Внешне же, напомню, все выглядело как нельзя лучше. В 1928 году, одна за другой, вышли сразу три книги – «Стихотворения» в мае, «О поэзии» в июне и «Египетская марка» в сентябре. И поэзия, и проза, и критика!..

5

А когда разгорелся скандал вокруг мандельштамовской переработки переводов «Тиля Уленшпигеля» (по оплошности издательства преподнесенной как его личный перевод), оказалось, что «отдушина» эта для Мандельштама – еще и самая настоящая западня. Начатый в 1928 году «пострадавшим» переводчиком А.Г. Горнфельдом и вполне исчерпанный в его газетной переписке с «плагиатором» Мандельштамом, скандал этот был вновь раздут в 1929 году Д.И. Заславским. Заполнив собой и часть 1930 года, он вскоре перерос в классическую советскую травлю поэта, за которой сценарно полагались сеансы истового самобичевания.

Этому скандалу, этой битве под Уленшпигелем Мандельштам, как ни странно, обязан своим вторым поэтическим рождением: грозная, набухшая грозовая туча, встретившись с бездонным космосом армянского неба, пролилась на истрескавшуюся и изнуренную зноем землю теплым и долгожданным дождем – «гармоническим проливнем слез».

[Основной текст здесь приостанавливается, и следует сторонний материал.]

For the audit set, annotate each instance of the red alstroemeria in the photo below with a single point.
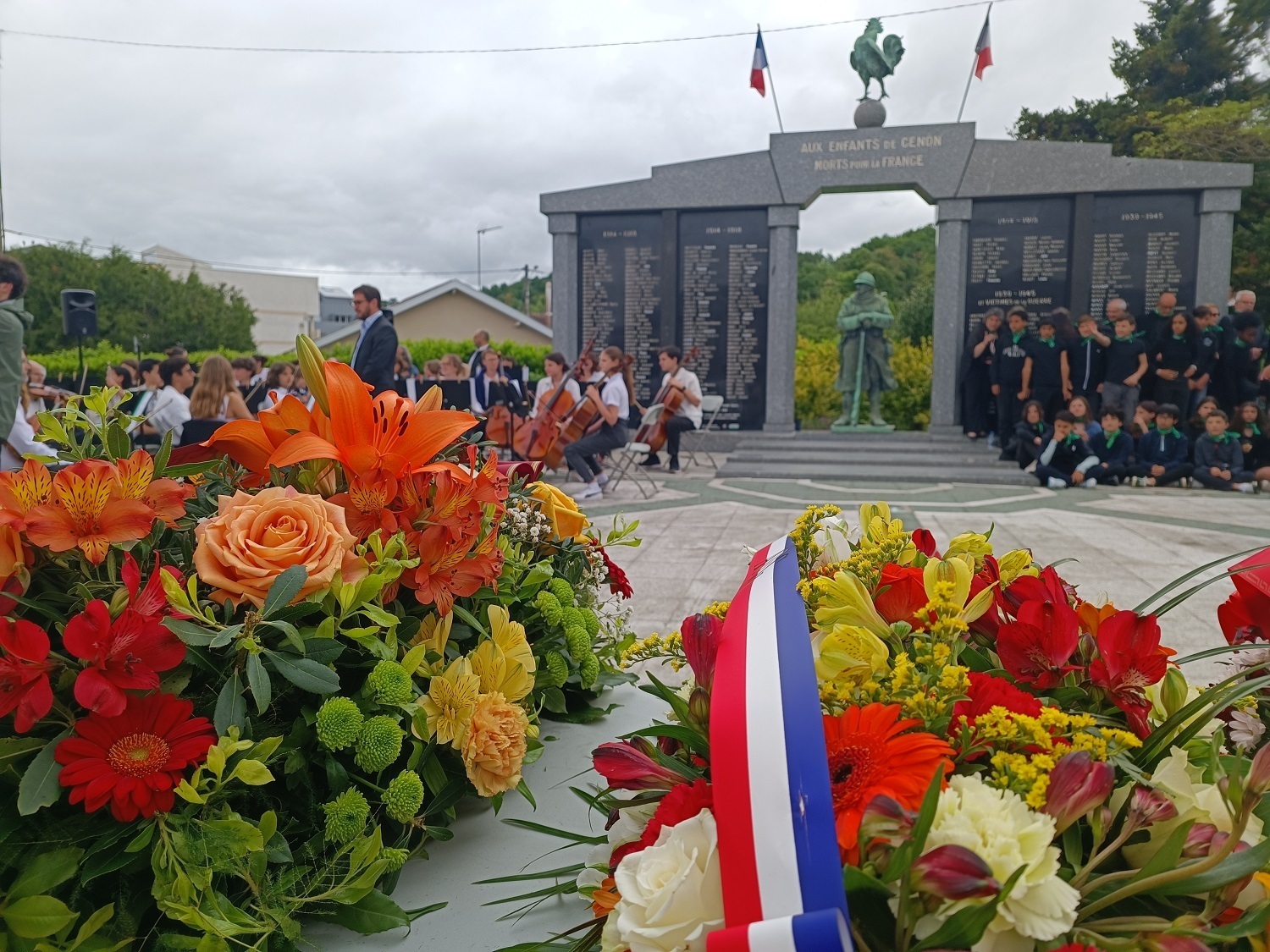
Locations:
(25, 669)
(135, 761)
(987, 692)
(1129, 662)
(1036, 647)
(901, 594)
(629, 764)
(124, 654)
(86, 510)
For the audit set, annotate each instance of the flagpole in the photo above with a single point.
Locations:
(965, 96)
(771, 79)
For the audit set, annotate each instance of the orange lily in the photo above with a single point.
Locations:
(384, 438)
(88, 510)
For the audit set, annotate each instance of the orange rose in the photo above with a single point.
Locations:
(494, 746)
(251, 540)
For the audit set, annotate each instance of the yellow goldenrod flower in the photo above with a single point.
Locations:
(450, 702)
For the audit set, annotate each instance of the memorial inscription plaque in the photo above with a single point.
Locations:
(1020, 254)
(1143, 245)
(723, 306)
(620, 277)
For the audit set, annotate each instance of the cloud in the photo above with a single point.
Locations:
(391, 162)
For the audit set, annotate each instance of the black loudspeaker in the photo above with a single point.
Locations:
(79, 314)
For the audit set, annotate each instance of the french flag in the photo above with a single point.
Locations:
(756, 70)
(983, 48)
(774, 807)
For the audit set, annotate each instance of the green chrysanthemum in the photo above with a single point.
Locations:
(561, 589)
(338, 723)
(378, 744)
(578, 642)
(404, 796)
(588, 669)
(395, 857)
(558, 669)
(549, 606)
(345, 817)
(390, 685)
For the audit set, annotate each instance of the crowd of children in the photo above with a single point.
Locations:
(1178, 399)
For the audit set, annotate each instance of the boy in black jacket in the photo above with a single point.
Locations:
(1066, 459)
(1219, 457)
(1114, 449)
(1008, 380)
(1046, 368)
(1162, 452)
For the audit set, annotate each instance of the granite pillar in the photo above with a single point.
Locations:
(1217, 208)
(781, 316)
(566, 314)
(952, 267)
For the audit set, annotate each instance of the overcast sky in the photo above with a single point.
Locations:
(390, 162)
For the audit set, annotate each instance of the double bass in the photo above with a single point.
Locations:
(671, 400)
(540, 438)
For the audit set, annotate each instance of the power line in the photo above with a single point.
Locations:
(269, 268)
(213, 48)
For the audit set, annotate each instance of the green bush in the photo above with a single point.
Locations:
(817, 404)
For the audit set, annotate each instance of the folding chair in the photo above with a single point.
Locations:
(627, 459)
(710, 406)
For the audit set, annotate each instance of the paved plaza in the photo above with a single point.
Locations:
(695, 530)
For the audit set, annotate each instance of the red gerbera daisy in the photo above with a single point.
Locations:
(134, 761)
(871, 756)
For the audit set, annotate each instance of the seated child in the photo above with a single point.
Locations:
(1114, 449)
(1086, 426)
(1162, 452)
(1254, 432)
(1066, 459)
(1218, 457)
(1030, 434)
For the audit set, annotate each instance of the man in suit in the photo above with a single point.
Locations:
(375, 352)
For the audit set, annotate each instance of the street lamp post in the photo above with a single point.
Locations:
(480, 231)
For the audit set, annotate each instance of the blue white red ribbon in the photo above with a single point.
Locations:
(774, 807)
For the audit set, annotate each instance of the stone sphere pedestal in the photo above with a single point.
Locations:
(870, 114)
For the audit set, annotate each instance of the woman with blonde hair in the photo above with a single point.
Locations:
(216, 395)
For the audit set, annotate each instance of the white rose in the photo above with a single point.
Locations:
(671, 893)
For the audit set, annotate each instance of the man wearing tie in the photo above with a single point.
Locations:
(375, 352)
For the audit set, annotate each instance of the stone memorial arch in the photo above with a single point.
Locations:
(704, 254)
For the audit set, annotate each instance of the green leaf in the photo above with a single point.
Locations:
(36, 916)
(284, 589)
(371, 914)
(230, 705)
(258, 680)
(305, 673)
(967, 927)
(46, 871)
(38, 786)
(1232, 868)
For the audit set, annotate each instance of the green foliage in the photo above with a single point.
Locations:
(817, 403)
(132, 300)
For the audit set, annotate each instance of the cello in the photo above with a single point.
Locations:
(538, 438)
(671, 400)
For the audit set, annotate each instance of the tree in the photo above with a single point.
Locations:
(134, 300)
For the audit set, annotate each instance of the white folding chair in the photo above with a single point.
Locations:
(710, 406)
(627, 459)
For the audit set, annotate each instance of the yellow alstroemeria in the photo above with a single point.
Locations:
(560, 509)
(848, 650)
(510, 636)
(450, 702)
(498, 673)
(957, 571)
(846, 601)
(1015, 563)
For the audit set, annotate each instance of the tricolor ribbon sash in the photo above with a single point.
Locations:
(779, 850)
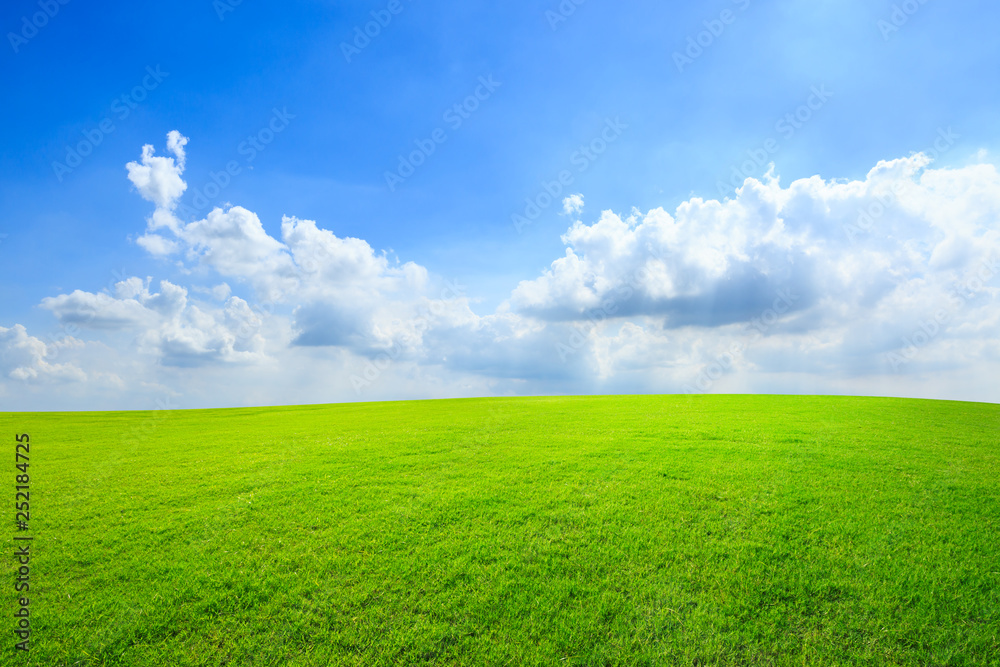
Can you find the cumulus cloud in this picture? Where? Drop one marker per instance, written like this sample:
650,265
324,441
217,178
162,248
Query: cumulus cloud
573,204
890,280
25,358
158,179
166,325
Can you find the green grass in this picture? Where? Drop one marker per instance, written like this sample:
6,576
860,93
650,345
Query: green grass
629,530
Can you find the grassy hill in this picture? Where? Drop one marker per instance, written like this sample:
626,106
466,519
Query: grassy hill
631,530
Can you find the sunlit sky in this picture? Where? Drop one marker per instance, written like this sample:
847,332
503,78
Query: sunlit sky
209,204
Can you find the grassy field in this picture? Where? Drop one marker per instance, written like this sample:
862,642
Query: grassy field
629,530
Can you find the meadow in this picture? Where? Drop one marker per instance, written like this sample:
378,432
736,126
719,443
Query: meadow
625,530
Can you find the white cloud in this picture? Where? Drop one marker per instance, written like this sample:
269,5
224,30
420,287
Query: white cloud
820,286
573,204
158,179
25,358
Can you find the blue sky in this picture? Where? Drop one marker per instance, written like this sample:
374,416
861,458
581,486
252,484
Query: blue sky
894,78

Самобичевания не получилось, вернее, оно приняло довольно необычную форму:

«На таком-то году моей жизни взрослые мужчины из того племени, которое я ненавижу всеми своими душевными силами и к которому не хочу и никогда не буду принадлежать, возымели намеренье совершить надо мной коллективно безобразный и гнусный ритуал. Имя этому ритуалу – литературное обрезание или обесчещенье, которое совершается согласно обычаю и календарным потребностям писательского племени, причем жертва намечается по выбору старейшин. <…>

Первый и единственный раз в жизни я понадобился литературе – она меня мяла, лапала и тискала, и все было страшно, как в младенческом сне.

Я несу моральную ответственность за то, что издательство ЗИФ не договорилось с переводчиками Горнфельдом и Корякиным. Я – скорняк драгоценных мехов, едва не задохнувшийся от литературной пушнины, несу моральную ответственность за то, что внушил петербуржскому хаму желание процитировать как пасквильный анекдот жаркую гоголевскую шубу, сорванную ночью на площади с плеч старейшего комсомольца – Акакия Акакиевича. Я срываю с себя литературную шубу и топчу ее ногами. Я в одном пиджачке в тридцатиградусный мороз три раза обегу по бульварным кольцам Москвы. Я убегу из желтой больницы комсомольского пассажа – навстречу плевриту – смертельной простуде, лишь бы не видеть двенадцать освещенных иудиных окон похабного дома на Тверском бульваре, лишь бы не слышать звона серебреников и счета печатных листов».

Это – из «Четвертой прозы», произведения, «вдохновленного» разыгравшейся травлей и обозначившего недвусмысленный разрыв поэта как с «литературной общественностью», так и с «матушкой филологией», которая «была вся кровь, вся нетерпимость, а стала пся-крев, стала всетерпимость…».

Этот разрыв, оторвав Мандельштама от болотистой почвы так называемого «литературного процесса», что во все времена столь соблазнительно хлюпает под ногами, создал императив второго рождения: необходимо как бы заново родиться, взмахнуть напрасными, но еще не отпавшими крылами и вновь научиться «летать» – «научиться» писать стихи.